2

We are designing a new system to handle customers at our firm and me and another developer are split on wether we should use the customers personal numbers as a primary key. My preference would be to auto increment a unique id (int) for each new customer.

Currently all customers we add do have a personal number but are there any good examples of why this may be a good or bad implementation?

One argument is that using an incremental id would simply add an extra field which is unnecessary and take up more space.

The personal number is stored as a varchar and the customer table holds close to a million customers. The personal number or id would be added as a foreign key for orders and customer support requests.

How do I know whether these are good or bad implementations? How would I argue either side?

Matkey
  • 21
  • 3

3 Answers3

3

Some good criteria for choosing or designing keys are: Simplicity, Stability and Familiarity but first you need to understand the fundamental business requirement your key is supposed to address. Ask yourself how you intend to identify customers in your business processes. Assuming you have a requirement to identify customers and Customer Number is the means your business will use to do that then it makes perfect sense as a key in your customer table - not necessarily the only key, but certainly a key of that table.

nvogel
  • 3,807
  • 21
  • 25
2

What we do in the BI world is keep all Natural Keys from source systems while concurrently using a DB generated ID (Surrogate Key). Your person number would be the NK in this terminology. Keep it to allow trace-ability and change tracking when, or if, this number ever changes. You retain all historic/source system IDs, while enabling a new and more efficient/controlled PK in your solution.

Use the incrementing integer for performance gains in joins, simplicity of querying, and DB consistency. When you control the ID you can guarantee uniqueness and when/how to assign this. With an externally provided ID you have no control over potential changes or clashes.

I wouldn't think you could have a space concern. Even a rough estimate of the space needed to store 1 million 8 byte integers in a standard disk size, say terabytes, is inconsequential.

Dave
  • 2,399
  • 1
  • 12
  • 20
1

What you are describing is generally bad practice. You mention dashes in the number but don't mention what the number is. I'm guessing that it's something along the lines of a social security number or a phone number.

If it's a social security number then there may be privacy concerns with using this number. You won't be able to mask the number for security purposes without destroying any foreign key constraints you have in place.

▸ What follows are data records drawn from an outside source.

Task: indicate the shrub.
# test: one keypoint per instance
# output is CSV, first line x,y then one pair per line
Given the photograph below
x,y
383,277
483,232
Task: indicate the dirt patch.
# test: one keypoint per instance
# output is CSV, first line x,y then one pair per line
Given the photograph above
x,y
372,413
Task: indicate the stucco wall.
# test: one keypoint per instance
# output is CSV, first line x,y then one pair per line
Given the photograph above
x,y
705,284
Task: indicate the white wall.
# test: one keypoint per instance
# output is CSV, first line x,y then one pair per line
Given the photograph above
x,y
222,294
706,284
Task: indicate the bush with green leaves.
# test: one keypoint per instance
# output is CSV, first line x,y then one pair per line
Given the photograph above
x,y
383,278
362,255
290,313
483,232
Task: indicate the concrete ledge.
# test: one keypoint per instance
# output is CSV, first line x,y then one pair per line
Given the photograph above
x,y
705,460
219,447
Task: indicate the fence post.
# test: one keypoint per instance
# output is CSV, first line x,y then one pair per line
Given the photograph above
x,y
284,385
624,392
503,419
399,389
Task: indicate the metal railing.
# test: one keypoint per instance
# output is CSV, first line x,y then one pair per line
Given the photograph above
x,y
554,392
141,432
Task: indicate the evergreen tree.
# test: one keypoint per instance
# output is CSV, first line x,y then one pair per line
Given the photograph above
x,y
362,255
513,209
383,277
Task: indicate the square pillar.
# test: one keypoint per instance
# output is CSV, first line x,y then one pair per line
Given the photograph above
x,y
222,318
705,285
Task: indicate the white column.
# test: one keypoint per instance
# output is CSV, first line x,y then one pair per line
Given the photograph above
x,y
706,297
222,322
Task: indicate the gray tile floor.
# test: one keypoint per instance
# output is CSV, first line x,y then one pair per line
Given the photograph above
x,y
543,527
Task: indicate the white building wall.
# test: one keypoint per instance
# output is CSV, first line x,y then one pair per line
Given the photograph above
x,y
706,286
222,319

If it's a phone number, what is going to be done when someone's phone number changes or they have multiple phone numbers? (I.e., they gave you their work number but now want to use their cell).

Both of these also have concerns as the number can be determined through external databases (phone books, tax records, etc.).

I would suggest that you use an auto-incrementing ID for the primary key of these entities. If you use this as the key for the clustered index then that will have the added benefit of low fragmentation as new entities are added at the end of the table rather than needing to be inserted at random.

Jonathan Fite
  • 9,414
  • 1
  • 25
  • 30